It’s very easy for me to say; “Yeah, sell all your stuff – it’s just stuff”. I’ve done it. I know the freedoms created by having less stuff. I enjoy life more now that I’m not chasing material possessions – the latest tech gadgets, the newest fashions, shoes and outfits for every occasion in life. And that’s why we say “sell all your stuff”. We know these things aren’t necessities, nor do they make you happy. But I also know where you’re coming from when you want to hang on to stuff, I really do.
Memories last a lifetime, so they say. Stuff, on the other hand, doesn’t – especially now. We live in a throw-away society. When something breaks, it gets put to the curb. When something becomes outdated style-wise, it gets either sold at a yard sale, donated, or put to the curb and is then replaced by something trendier and likely cheaper (monetarily and in durability).
Selling even just a few of your possessions can be daunting, scary, nerve-racking, or anxiety-inducing, to coin a few phrases. But what are you gaining from all that stuff? Does your stuff keep your warm at night? Does it say “Hi honey, I’m home”. Can you eat it and not: die, barf, or break your teeth biting into it? Possibly, but it probably won’t taste that great…unless you put some Frank’s Red Hot on it, or maybe some HP Sauce.
So where do you begin? Personally, whenever we’ve needed to sell something we hit local Facebook Buy and Sell groups first. From a visibility standpoint it’s top notch. And from a price standpoint, well, you can’t beat free! Next up is Craigslist and Letgo, and depending on where you are, sites/apps like Gumtree, OLX, and Encuentra24 might be options.
But speaking of Letgo, let’s get back to how you do just that – let go…
Again, this is so easy for me to say because of my past experience selling stuff. If you can believe it, you’re probably just like we were initially – actually, more like just me. I didn’t want to part with certain things, especially when people would low-ball on prices. And you’ll have similar experiences. Why?
Because we create an emotional attachment to stuff.

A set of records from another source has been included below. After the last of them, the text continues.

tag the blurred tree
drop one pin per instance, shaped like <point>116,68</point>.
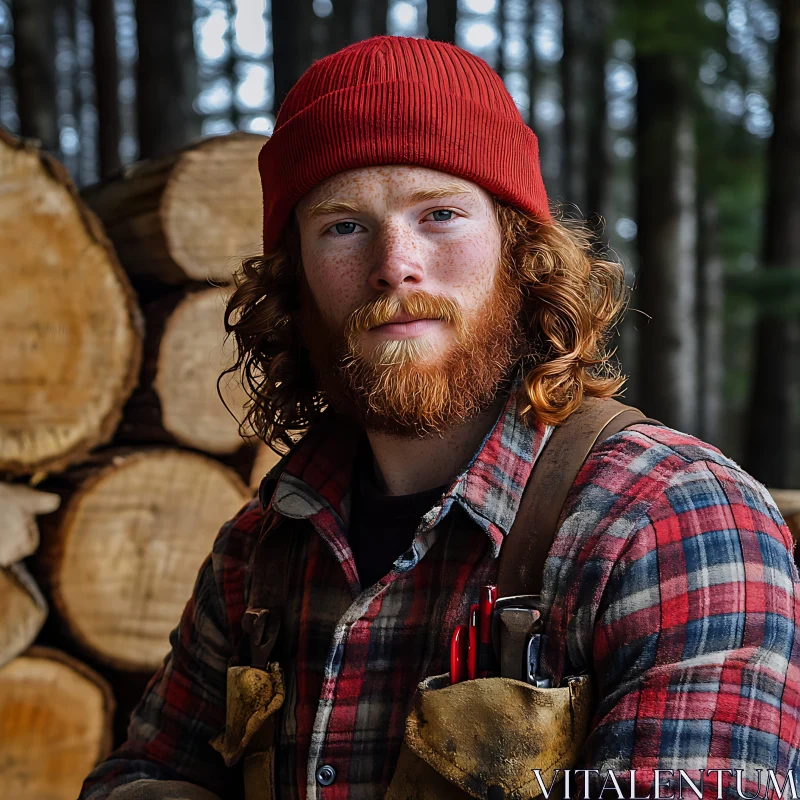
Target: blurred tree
<point>710,315</point>
<point>292,46</point>
<point>166,76</point>
<point>371,18</point>
<point>666,213</point>
<point>342,30</point>
<point>598,157</point>
<point>35,71</point>
<point>574,79</point>
<point>442,16</point>
<point>769,440</point>
<point>533,63</point>
<point>106,77</point>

One of our first Christmases in our new house I decided to make my wife, Shelly, a cabinet. We’d seen one in an antique shop for well over $300. I looked it over and thought “I could build that for WAY less”. So I hid in my man-cave for a few weeks to build it, and rather than just put a bow on it and say; “Merry Christmas”, I had Shelly go on a treasure hunt for it, creating an antiqued treasure map using tea bags and singed the edges with a lighter.
There were a few other things about this cabinet though. It was the first piece I ever built from scratch. It wasn’t anything overly complex, aside from the door. And the piece of pushed tin was a story on its own because of the confusion I had with the ‘tin man’ I bought the tin from. Lastly, it’s technically called a ‘pie safe’, but through sheer luck, it just happened to perfectly fit liquor bottles of various sizes and conveniently stored our wine glasses too, so I guess I built the first ever ‘liquor pie safe’…hmm…uh…yeah, I’ll leave that phrasing alone.
And therein proves my point. I had created an emotional attachment to it. But it wasn’t the piece itself – it’s the stories behind it and the memories it created that I was (and still am) emotionally attached to. The picture of something triggers the same memory as the physical item itself. This image of our liquor pie safe reminds me of the stories above. I didn’t need to hang on to it anymore, let alone try and get $300 like the antique store. So I removed my emotional attachment and let it go for roughly the cost of materials; $100.
Besides, I’ve already built one liquor pie safe, I could easily build another some day if I wanted to!
And that’s one of the tricks to letting go of that emotional attachment. Take a picture, put said picture in the cloud for safe keeping, or make a slide show with the stories behind those items for your family to enjoy.
Now go sell all your remove your emotional attachment to stuff!